|
Thanks for your testings and explanations. If you just searched by the artist name rather than artistname, sortname, alias you would get the expected result So you think this will be fix enabled with a more recent version of Lucene, great. Whether an artist has been on TV or not is completelt irrelevant, we don't boost artist just for being popular. We only boost a few artists (composers) if they are best known by an alias rather than their actual name. TV IS THE PROOF OF HIGHEST QUALITY ARTISTS (not). BARBARA Yeah well the regression is caused by the fact that previously all aliases matches were given the same length norm, now they can get a higher length norm if they contain just one or two words, this improves a number of searches but not your examples, however we can fix your examples by not including artist credits that are identical to the artist in the alias field, and this part of the fix can be done now without waiting for Lucene 4.0. I think I will update my Opera search URL to
because aren't those bogus artist credits a bug ? I mean how can we get rid of those and how can we be sure every artist isn't getting such a bogus identical artist credit ? All the artists I've gone through have this now. ← maybe these (new it seems) bogus artist credits are the root of this bug/regression/ticket in fact ? Apparently not, but anyway they are going to be removed from the search anyway to fix this problem. « Apparently not » You mean you found some artists without this duplicate AC ? No I mean nikki has told me they always exist Im only going to remove artistcredits that are identical to artistname, if they are different they will be kept Now fixed, artist credits not added to alias field if same as artist You can test it out on test, now the correct Suede comes out on top http://test.musicbrainz.org/search?query=suede&type=artist&limit=25&method=indexed I would consider this perfect, real Suede gets a better score because it matches on alias and the other query no longer does , but because we are doing a disjunction query when a search term matches mutiple fields it only gets a minor boost to if it just matched one field. http://test.musicbrainz.org/search?query=suede&type=artist&limit=25&method=advanced The larger difference in score is due to the fact that advanced search sum matches over the three fields artist, alias, sortname and now the other suede only matches on two fields, of course the point of advanced search is that is upto you to specify the query as you want it so if you want the scoring to be closer you could adjust it.

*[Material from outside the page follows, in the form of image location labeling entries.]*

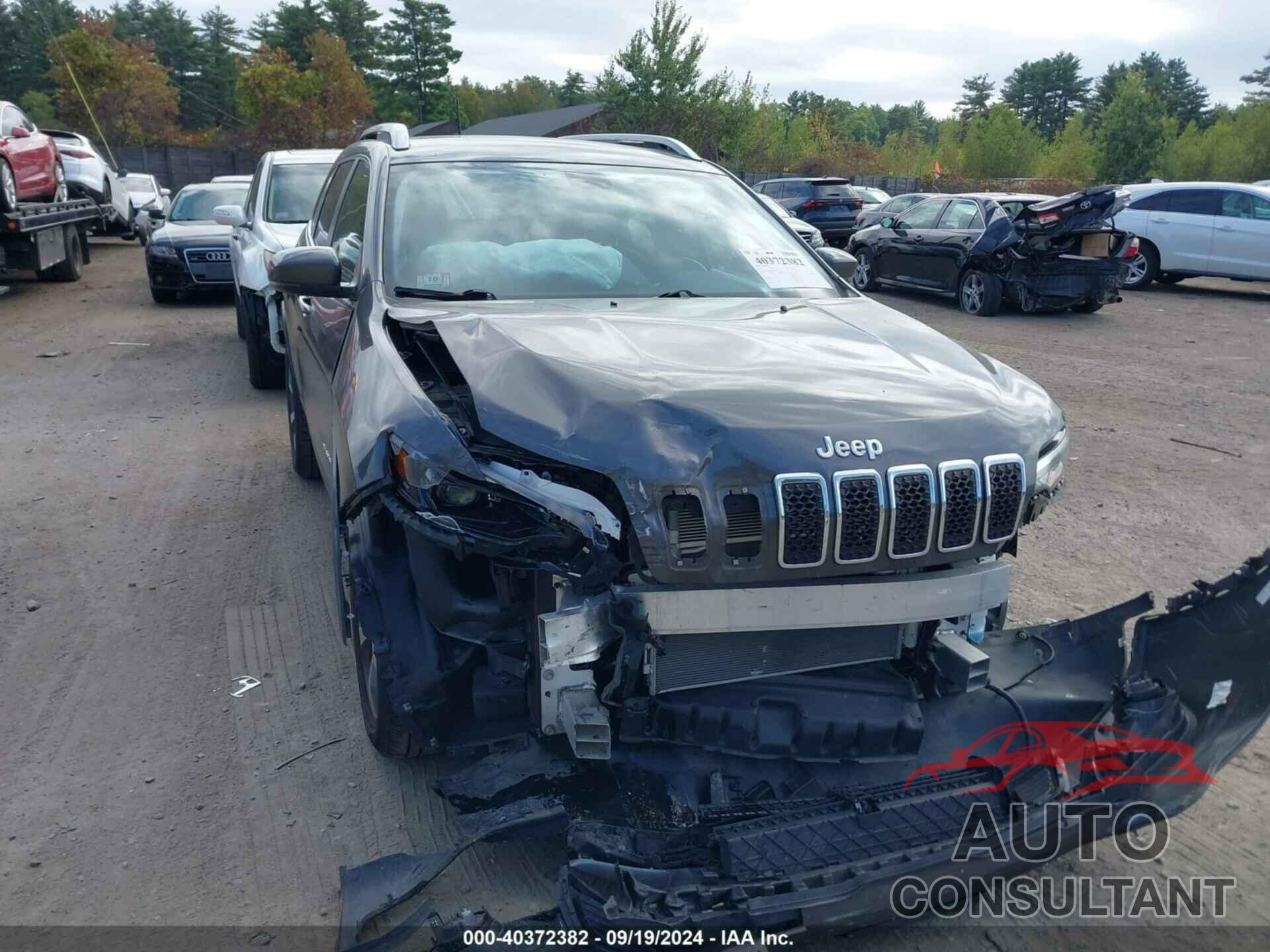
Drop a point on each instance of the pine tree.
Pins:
(419, 54)
(573, 91)
(976, 97)
(219, 69)
(1259, 78)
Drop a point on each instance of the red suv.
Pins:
(31, 169)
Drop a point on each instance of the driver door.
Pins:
(324, 320)
(902, 248)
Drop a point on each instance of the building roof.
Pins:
(425, 128)
(541, 124)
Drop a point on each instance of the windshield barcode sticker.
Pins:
(785, 270)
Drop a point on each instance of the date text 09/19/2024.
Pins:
(618, 938)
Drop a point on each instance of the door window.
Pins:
(922, 216)
(249, 208)
(1245, 205)
(329, 202)
(349, 225)
(1194, 201)
(963, 214)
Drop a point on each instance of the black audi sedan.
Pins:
(189, 251)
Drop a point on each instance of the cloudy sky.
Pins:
(876, 52)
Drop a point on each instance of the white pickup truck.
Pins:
(278, 206)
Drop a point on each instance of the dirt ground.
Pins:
(150, 512)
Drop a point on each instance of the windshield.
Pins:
(292, 192)
(197, 204)
(548, 230)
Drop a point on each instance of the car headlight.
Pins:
(1052, 463)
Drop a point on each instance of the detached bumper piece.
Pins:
(689, 838)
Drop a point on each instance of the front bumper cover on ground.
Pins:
(818, 847)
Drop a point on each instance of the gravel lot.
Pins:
(151, 513)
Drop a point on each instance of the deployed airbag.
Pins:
(578, 264)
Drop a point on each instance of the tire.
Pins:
(980, 294)
(263, 364)
(867, 274)
(1143, 270)
(8, 188)
(388, 730)
(71, 268)
(304, 461)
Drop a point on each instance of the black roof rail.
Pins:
(396, 134)
(644, 140)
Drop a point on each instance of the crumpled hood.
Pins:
(177, 231)
(285, 234)
(658, 391)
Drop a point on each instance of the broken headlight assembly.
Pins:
(1050, 463)
(493, 517)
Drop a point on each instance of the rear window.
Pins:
(835, 190)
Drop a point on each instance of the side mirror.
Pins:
(842, 263)
(312, 270)
(229, 215)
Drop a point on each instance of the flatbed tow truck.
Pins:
(50, 239)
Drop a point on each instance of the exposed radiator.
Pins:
(722, 658)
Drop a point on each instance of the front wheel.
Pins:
(867, 276)
(8, 188)
(304, 461)
(263, 364)
(980, 294)
(1143, 268)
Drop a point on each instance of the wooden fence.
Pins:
(177, 167)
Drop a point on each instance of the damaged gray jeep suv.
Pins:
(690, 543)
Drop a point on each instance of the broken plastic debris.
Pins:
(243, 684)
(1221, 694)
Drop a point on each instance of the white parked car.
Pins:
(146, 196)
(277, 208)
(89, 175)
(1191, 229)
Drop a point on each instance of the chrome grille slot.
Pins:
(912, 502)
(803, 504)
(686, 524)
(1005, 491)
(960, 500)
(859, 496)
(745, 526)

Thanks very much Paul, it's very much better again! |
||||||||||||||||||||||||||||||||||
Ok, the essential problem is Lucene cannot tell when scoring whether you have two values to one field, or one value containing two words, this is a problem for us because aliases as an artist can have multiple aliases. Scoring includes a component called lengthNorm, basically if you match a document to a short field it scores better than a long field but this doesnt make much sense when multiple aliases are being added. We address this in the http://svn.musicbrainz.org/search_server/trunk/index/src/main/java/org/musicbrainz/search/analysis/MusicbrainzSimilarity.java
file, but this cannot be fully solved until Lucene 4.0 is available.
The problem is the same for both basic & advanced search but Im going to look at advanced search because it is simpler.
Equivalent ws/2 query
http://search.musicbrainz.org/ws/2/artist/?query=suede
With scoring explanation:
http://search.musicbrainz.org/ws/2/artist/?query=suede&explain=true
We can see its matching one suede higher than the other because the wrong suede gets a higher score on the alias field because the fieldnorm is higher, because this one only contains a single one word alias. whereas the real suede contains three aliases. To minimize the effect of multiple aliases once the field length is more than 3 words you always get the same field norm but we want a match to a one word field to do better than a two word field, othwerwise a search for Suede might match Suede higher than 'Alyssa Suede'
Now actually you have discovered another bug, the top scoring Suede doesnt actually have any aliases just an artist credit which is the same as the artist name 'Suede', the code lumps artist credits annd aliases together but I think it should ignore artist crdits that are ust identical to the artist name. I dont know if there was some change to do with artist credits to make these more common, Ive never noticed that artist credist were listed if same as artist name before.
Whether an artist has been on TV or not is completelt irrelevant, we don't boost artist just for being popular. We only boost a few artists (composers) if they are best known by an alias rather than their actual name.
If you just searched by the artist name rather than artistname, sortname,alias you would get the expected result
http://search.musicbrainz.org/ws/2/artist/?query=artist:suede
I don't think this is particulary a big deal as the best matches are at the top of the list, but this problerm will get fixed in time.